JOURNAL ARTICLE

Early compensation of vestibulo-oculomotor symptoms after unilateral vestibular loss in rats is related to GABA(B) receptor function

A K Magnusson, M Ulfendahl, R Tham
Neuroscience 2002, 111 (3): 625-34
12031349
The horizontal vestibulo-oculomotor reflex was studied in pigmented rats during the first 5 days after a unilateral chemical or surgical vestibular deafferentation. Spontaneous eye movements in darkness and slow phase velocity gain of compensatory eye movements during horizontal sinusoidal rotation were evaluated. The most evident vestibulo-oculomotor symptom immediately after a unilateral vestibular loss was a spontaneous nystagmus, which gradually abated during the following days. Further, an asymmetry between ipsi- and contra-lesional gains was evident during sinusoidal vestibular stimulation. Single systemic doses of the GABA(B) receptor antagonist [3-[1-(S)-[[3-(cyclohexylmethyl)-hydroxyphosphinoyl]-2-(S)-hydroxypropyl]amino]ethyl]-benzoic acid (CGP 56433A), the agonist baclofen, or the GABA(A) receptor agonist (4,5,6,7-tetrahydroisoxazolo-[5,4-c]-pyridin-3-ol (THIP) were given at different intervals after unilateral vestibular deafferentation.
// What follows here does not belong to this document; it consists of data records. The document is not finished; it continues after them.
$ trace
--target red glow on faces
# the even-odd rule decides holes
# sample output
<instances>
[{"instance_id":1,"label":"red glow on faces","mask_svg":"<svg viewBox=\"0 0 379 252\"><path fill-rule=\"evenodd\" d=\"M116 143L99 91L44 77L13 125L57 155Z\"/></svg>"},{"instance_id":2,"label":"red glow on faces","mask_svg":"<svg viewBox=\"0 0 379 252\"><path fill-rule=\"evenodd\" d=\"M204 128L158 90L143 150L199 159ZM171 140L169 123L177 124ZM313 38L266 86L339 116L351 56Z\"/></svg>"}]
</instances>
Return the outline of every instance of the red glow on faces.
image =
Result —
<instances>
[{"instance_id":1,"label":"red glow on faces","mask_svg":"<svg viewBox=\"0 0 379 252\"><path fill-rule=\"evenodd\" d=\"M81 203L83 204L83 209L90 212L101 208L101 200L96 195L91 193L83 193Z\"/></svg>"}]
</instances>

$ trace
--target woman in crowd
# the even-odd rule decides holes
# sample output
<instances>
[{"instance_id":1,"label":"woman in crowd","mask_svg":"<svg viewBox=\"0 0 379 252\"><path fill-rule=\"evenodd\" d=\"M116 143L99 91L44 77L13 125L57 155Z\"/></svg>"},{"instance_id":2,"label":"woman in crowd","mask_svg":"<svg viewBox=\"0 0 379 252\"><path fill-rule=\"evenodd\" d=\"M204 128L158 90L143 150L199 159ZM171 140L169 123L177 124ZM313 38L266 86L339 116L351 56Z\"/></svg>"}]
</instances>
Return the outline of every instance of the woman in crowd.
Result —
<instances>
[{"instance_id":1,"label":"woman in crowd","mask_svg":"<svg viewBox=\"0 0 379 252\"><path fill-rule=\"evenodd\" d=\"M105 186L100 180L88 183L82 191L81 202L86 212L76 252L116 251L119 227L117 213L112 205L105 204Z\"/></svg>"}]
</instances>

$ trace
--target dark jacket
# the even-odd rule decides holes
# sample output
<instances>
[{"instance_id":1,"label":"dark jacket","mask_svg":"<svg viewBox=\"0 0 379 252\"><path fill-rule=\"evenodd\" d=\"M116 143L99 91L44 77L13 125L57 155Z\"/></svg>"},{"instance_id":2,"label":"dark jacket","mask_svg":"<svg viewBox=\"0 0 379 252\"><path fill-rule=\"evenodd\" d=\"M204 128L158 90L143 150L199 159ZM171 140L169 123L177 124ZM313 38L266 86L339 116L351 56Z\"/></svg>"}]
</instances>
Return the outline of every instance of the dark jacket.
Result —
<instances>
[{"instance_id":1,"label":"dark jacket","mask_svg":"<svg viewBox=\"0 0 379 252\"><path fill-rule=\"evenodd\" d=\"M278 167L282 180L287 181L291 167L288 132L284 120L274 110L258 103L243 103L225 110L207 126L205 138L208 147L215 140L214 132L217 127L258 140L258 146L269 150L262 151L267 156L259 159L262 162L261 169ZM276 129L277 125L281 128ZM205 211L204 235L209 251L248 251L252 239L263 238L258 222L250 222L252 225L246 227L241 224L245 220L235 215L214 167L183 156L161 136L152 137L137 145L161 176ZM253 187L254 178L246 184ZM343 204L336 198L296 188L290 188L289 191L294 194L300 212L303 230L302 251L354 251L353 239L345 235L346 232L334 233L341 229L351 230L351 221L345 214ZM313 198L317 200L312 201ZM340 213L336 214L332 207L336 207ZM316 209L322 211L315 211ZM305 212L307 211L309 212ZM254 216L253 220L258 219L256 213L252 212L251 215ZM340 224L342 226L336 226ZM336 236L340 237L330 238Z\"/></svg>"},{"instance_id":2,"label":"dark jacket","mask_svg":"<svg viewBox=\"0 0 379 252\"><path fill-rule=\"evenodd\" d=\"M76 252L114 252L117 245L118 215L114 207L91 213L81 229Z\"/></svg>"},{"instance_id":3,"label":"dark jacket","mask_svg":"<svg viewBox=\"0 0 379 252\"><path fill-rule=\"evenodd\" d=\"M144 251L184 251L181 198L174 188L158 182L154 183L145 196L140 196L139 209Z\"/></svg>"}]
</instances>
CGP 56433A highly aggravated the vestibulo-oculomotor symptoms, observed as an increase in spontaneous nystagmus and slow phase velocity gain asymmetry. This effect was most pronounced during the first 2 days after unilateral vestibular loss, when CGP 56433A even decompensated the vestibular system to the extent that all vestibular responses were abolished. Baclofen caused no effect during the first days after unilateral vestibular loss, but in parallel with the abatement of spontaneous nystagmus, the drug equilibrated or even reversed the remaining spontaneous nystagmus with corresponding effects on the slow-phase velocity gain asymmetry. The effects of baclofen were very similar after both chemical and surgical deafferentation. THIP caused a slight depression of all vestibular responses. All single dose effects of the drugs were transient. Altogether these results reveal that endogenous stimulation of GABA(B) receptors in GABA-ergic vestibulo-oculomotor circuits are important for reducing the vestibular asymmetry during the early period after unilateral vestibular deafferentation. A possible role for GABA(B) receptors in the reciprocal inhibitory commissural pathways in the vestibular nuclei is suggested.